The FBI found 650,000 emails on a laptop used by former Rep. Anthony Weiner and his estranged wife Huma Abedin, an aide to Hillary Clinton, right?
Their reaction to this trove was “Gee, some of them might have been to or from Hillary herself so we’d better look into this.”
My reaction was, “Six hundred and fifty thousand emails? Holy cow, when did these people sleep?”
The answer is probably never. Or at least not much.
I did a little math.
Say they spent an average of one minute per email, which is certainly reasonable since many emails take a lot longer than that.
Six hundred and fifty thousand divided by the number of minutes in an hour is 10,833 hours.
That’s a lot of hours – 451 days worth of hours, in fact.
The stories didn’t say how long the Weiners owned and used the laptop, but let’s say it was three years, which is reasonable length of time given the general crappy quality of laptops these days.
That means they spent a full third of their time over the course of those three years composing, reading or sending emails, and that’s not even including time for sleeping, eating or Mr. Weiner’s hobby of sending creepy selfies of his “little friend” to females.
Even if they owned it for five years, that’s a boatload of emails and a huge chunk of their lives they’ll never get back.
There’s gotta be a lesson for the rest of us in there somewhere. If so, maybe it’s this: We waste too much precious time reading and writing emails.
Life happened before emails, you know. And before texts, tweets, Facebook or emoticons, too. Factories ran, newspapers published, children were born, people died — all of life, in fact, proceeded pretty much as it does today, all without benefit of instant communication.
I like to think I wouldn’t miss email or texting if they’d never been invented. Millennials, however, would probably be lost if tech devises suddenly disappeared or stopped working.
Millennial: “How am I going to contact my clients?”
Me: “Send them a letter.”
Millennial: “What’s that?”
Me: “It’s where you write with a pen or a pencil on a piece of paper.

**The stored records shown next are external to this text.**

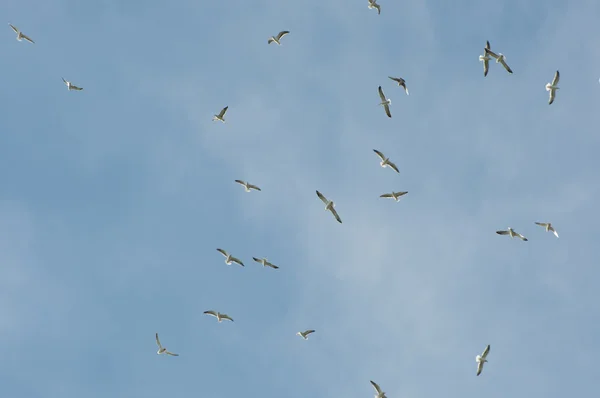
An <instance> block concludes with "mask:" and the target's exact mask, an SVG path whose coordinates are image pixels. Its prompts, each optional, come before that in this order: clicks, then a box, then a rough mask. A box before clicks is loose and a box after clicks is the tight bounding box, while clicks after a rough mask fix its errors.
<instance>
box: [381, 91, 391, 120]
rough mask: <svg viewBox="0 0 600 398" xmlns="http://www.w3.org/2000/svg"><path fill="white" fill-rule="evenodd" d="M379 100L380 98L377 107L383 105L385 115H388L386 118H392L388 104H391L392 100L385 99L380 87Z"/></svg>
mask: <svg viewBox="0 0 600 398" xmlns="http://www.w3.org/2000/svg"><path fill="white" fill-rule="evenodd" d="M379 98H381V102H380V103H379V105H383V107H384V108H385V114H386V115H388V117H392V114H391V113H390V104H391V103H392V100H391V99H389V98H385V94H384V93H383V90H382V89H381V86H379Z"/></svg>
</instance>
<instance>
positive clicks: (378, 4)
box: [368, 0, 381, 14]
mask: <svg viewBox="0 0 600 398" xmlns="http://www.w3.org/2000/svg"><path fill="white" fill-rule="evenodd" d="M368 7H369V10H373V9H376V10H377V14H381V6H380V5H379V4H377V0H369V6H368Z"/></svg>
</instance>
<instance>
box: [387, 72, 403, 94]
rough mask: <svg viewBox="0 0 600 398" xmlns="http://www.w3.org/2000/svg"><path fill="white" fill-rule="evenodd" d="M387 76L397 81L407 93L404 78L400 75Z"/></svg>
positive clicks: (395, 81) (401, 86)
mask: <svg viewBox="0 0 600 398" xmlns="http://www.w3.org/2000/svg"><path fill="white" fill-rule="evenodd" d="M388 77H389V78H390V79H392V80H393V81H395V82H397V83H398V85H399V86H400V87H404V92H405V93H406V95H408V89H407V88H406V80H404V79H403V78H401V77H391V76H388Z"/></svg>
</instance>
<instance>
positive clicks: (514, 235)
mask: <svg viewBox="0 0 600 398" xmlns="http://www.w3.org/2000/svg"><path fill="white" fill-rule="evenodd" d="M496 233H497V234H498V235H510V237H511V238H514V237H515V236H516V237H517V238H519V239H521V240H522V241H523V242H527V238H526V237H524V236H523V235H521V234H520V233H518V232H515V231H514V230H513V229H512V228H511V227H508V231H496Z"/></svg>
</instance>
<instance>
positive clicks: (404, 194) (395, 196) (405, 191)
mask: <svg viewBox="0 0 600 398" xmlns="http://www.w3.org/2000/svg"><path fill="white" fill-rule="evenodd" d="M407 193H408V191H405V192H392V193H384V194H383V195H381V196H379V197H380V198H392V199H394V200H395V201H396V202H399V201H400V196H402V195H406V194H407Z"/></svg>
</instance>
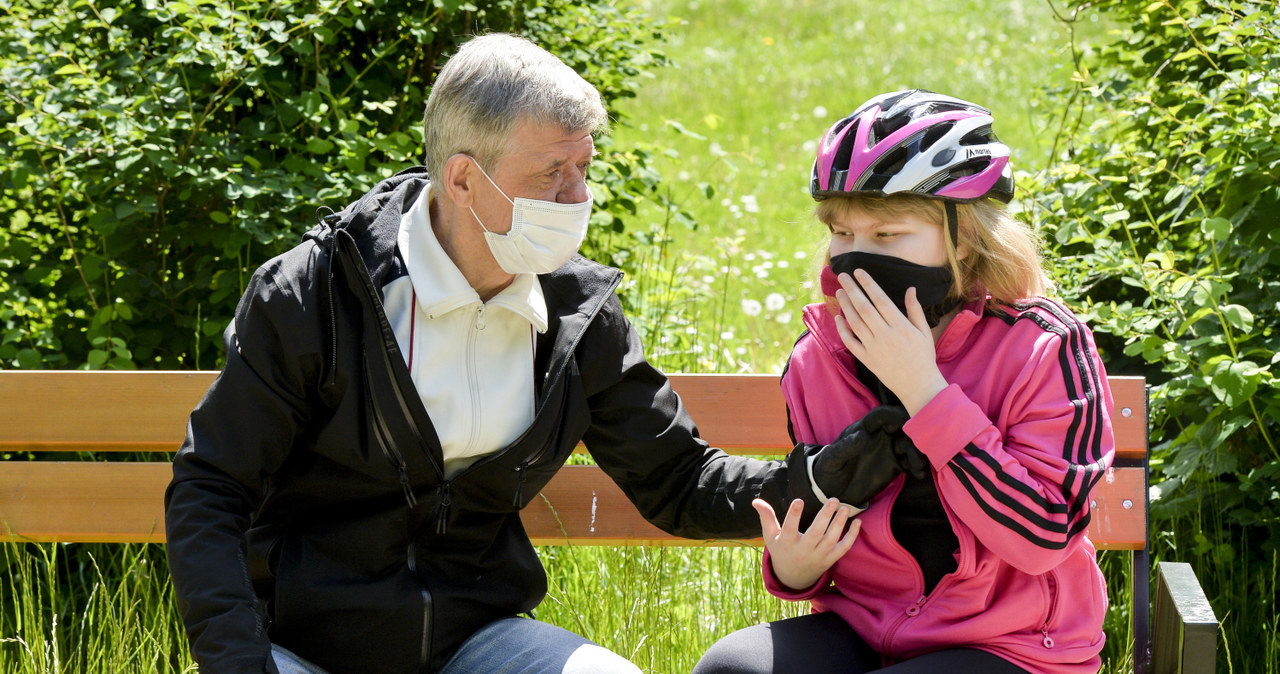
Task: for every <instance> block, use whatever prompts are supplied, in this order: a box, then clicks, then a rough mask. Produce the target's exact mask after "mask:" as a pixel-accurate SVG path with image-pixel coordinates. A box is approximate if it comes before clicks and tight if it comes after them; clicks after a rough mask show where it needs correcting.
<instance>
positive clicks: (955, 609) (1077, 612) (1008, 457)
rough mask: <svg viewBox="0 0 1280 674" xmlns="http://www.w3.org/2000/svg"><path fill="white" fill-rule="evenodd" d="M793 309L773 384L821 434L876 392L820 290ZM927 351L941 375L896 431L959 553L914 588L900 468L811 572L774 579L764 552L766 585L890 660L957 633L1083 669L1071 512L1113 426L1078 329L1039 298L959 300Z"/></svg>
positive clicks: (1082, 656)
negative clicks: (857, 360) (993, 299)
mask: <svg viewBox="0 0 1280 674" xmlns="http://www.w3.org/2000/svg"><path fill="white" fill-rule="evenodd" d="M804 318H805V325H806V326H808V329H809V333H808V334H806V335H804V336H803V338H801V339H800V340H799V341H797V343H796V345H795V350H794V352H792V353H791V362H790V366H788V368H787V371H786V373H785V375H783V376H782V390H783V394H785V396H786V400H787V407H788V409H790V416H791V425H792V428H794V434H795V437H796V440H797V441H801V443H814V444H827V443H829V441H832V440H835V439H836V436H837V435H838V434H840V431H841V430H844V428H845V427H846V426H847V425H849V423H850V422H852V421H855V419H858V418H860V417H861V416H863V414H865V413H867V412H868V411H869V409H870V408H873V407H876V405H877V404H878V402H877V400H876V399H874V396H873V395H872V393H870V391H869V390H868V389H867V386H864V385H863V384H861V382H860V381H859V380H858V379H856V376H855V375H854V359H852V356H851V354H850V353H849V350H847V349H845V347H844V344H841V341H840V336H838V335H837V334H836V327H835V321H833V318H832V317H831V315H829V313H828V312H827V311H826V308H824V306H823V304H810V306H808V307H805V310H804ZM937 357H938V368H940V370H941V371H942V375H943V376H945V377H946V380H947V381H948V382H950V384H951V385H950V386H948V388H947V389H946V390H943V391H942V393H941V394H938V395H937V396H936V398H934V399H933V400H932V402H929V404H928V405H925V407H924V409H922V411H920V412H919V413H918V414H916V416H915V417H913V418H911V419H910V421H909V422H908V423H906V426H905V431H906V434H908V435H909V436H910V437H911V440H914V441H915V445H916V446H918V448H920V450H922V451H923V453H924V454H925V455H927V457H928V459H929V462H931V464H932V467H933V478H934V481H936V483H937V487H938V496H940V499H941V501H942V505H943V509H945V510H946V513H947V517H948V518H950V521H951V526H952V528H955V532H956V536H957V538H959V540H960V550H959V554H957V559H956V561H957V567H959V568H957V569H956V570H955V572H952V573H950V574H947V576H946V577H943V578H942V581H941V582H940V583H938V584H937V587H934V588H933V592H931V593H929V595H928V596H924V595H923V588H924V579H923V576H922V573H920V568H919V565H918V564H916V561H915V560H914V559H913V558H911V556H910V555H909V554H908V553H906V550H904V549H902V547H901V546H900V545H899V544H897V541H895V538H893V536H892V533H891V531H890V510H891V508H892V505H893V500H895V499H896V498H897V494H899V491H900V490H901V489H902V477H901V476H900V477H899V478H897V480H895V481H893V482H892V483H890V486H888V487H886V489H884V491H882V492H881V494H879V495H878V496H876V498H873V499H872V501H870V504H869V506H868V509H867V510H865V512H864V513H861V514H860V515H858V517H859V518H861V522H863V528H861V533H860V535H859V537H858V541H856V542H855V544H854V547H852V550H850V553H849V554H847V555H845V558H844V559H841V560H840V561H838V563H836V565H835V567H832V568H831V569H829V570H828V572H827V574H826V576H824V577H823V578H822V579H819V581H818V583H817V584H815V586H814V587H813V588H810V590H806V591H801V592H797V591H792V590H790V588H786V587H783V586H781V583H778V581H777V578H776V577H774V576H773V572H772V567H771V561H769V556H768V554H767V553H765V558H764V582H765V586H767V587H768V590H769V592H772V593H773V595H776V596H778V597H782V599H787V600H810V601H812V602H813V609H814V611H835V613H837V614H840V615H841V616H842V618H844V619H845V620H846V622H849V624H850V625H852V628H854V629H855V631H856V632H858V634H859V636H860V637H861V638H863V639H865V641H867V642H868V643H869V645H870V646H873V647H874V648H877V650H878V651H879V652H881V654H882V655H884V656H886V659H887V660H890V661H893V660H900V659H908V657H913V656H918V655H922V654H925V652H929V651H936V650H940V648H946V647H956V646H965V647H975V648H982V650H986V651H991V652H995V654H997V655H1000V656H1002V657H1005V659H1007V660H1011V661H1012V662H1015V664H1018V665H1019V666H1021V668H1024V669H1027V670H1029V671H1033V673H1046V674H1068V673H1070V674H1083V673H1096V671H1097V670H1098V666H1100V657H1098V652H1100V651H1101V648H1102V642H1103V634H1102V618H1103V615H1105V614H1106V609H1107V595H1106V584H1105V581H1103V578H1102V573H1101V570H1100V569H1098V565H1097V560H1096V556H1097V553H1096V550H1094V547H1093V544H1092V542H1089V538H1088V537H1087V536H1085V527H1087V524H1088V522H1089V499H1091V495H1092V492H1093V487H1094V485H1097V482H1098V481H1100V480H1102V478H1103V477H1105V476H1106V473H1107V471H1108V468H1110V466H1111V459H1112V457H1114V453H1115V439H1114V436H1112V432H1111V419H1110V416H1108V414H1110V409H1111V390H1110V388H1108V386H1107V380H1106V373H1105V372H1103V368H1102V362H1101V359H1100V358H1098V354H1097V349H1096V347H1094V344H1093V335H1092V333H1091V331H1089V330H1088V327H1085V326H1084V324H1082V322H1080V321H1079V320H1078V318H1076V317H1075V316H1074V315H1073V313H1071V312H1070V311H1069V310H1066V308H1064V307H1062V306H1061V304H1057V303H1055V302H1051V301H1047V299H1033V301H1029V302H1027V303H1024V304H1019V306H1018V307H1016V308H1015V310H1011V311H1010V312H1009V313H1007V315H1004V316H1001V315H996V313H991V312H988V313H982V303H978V302H974V303H970V304H968V306H965V307H964V310H961V312H960V313H959V315H957V316H956V317H955V318H954V320H952V321H951V324H950V325H948V326H947V329H946V333H943V335H942V339H941V340H940V341H938V344H937Z"/></svg>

Then you seal it in an envelope and put it in your mailbox and wait three days for it to be delivered and another three days, if you’re lucky, to get a response.”
Millennial: “Too slow. I’ll text them instead.”
Me: “The cellphones are all dead too. You’ll have to go talk to them.”
Millennial: “You mean like face to face?”
Me: “Yes, face to face. Is that a problem?”
Millennial: “It’s just … thwump!”
That’ll be the sound of them fainting and hitting the floor after realizing they might have to actually talk to another human being to get something done.
Don’t worry. A month of binge watching and they’ll be just fine.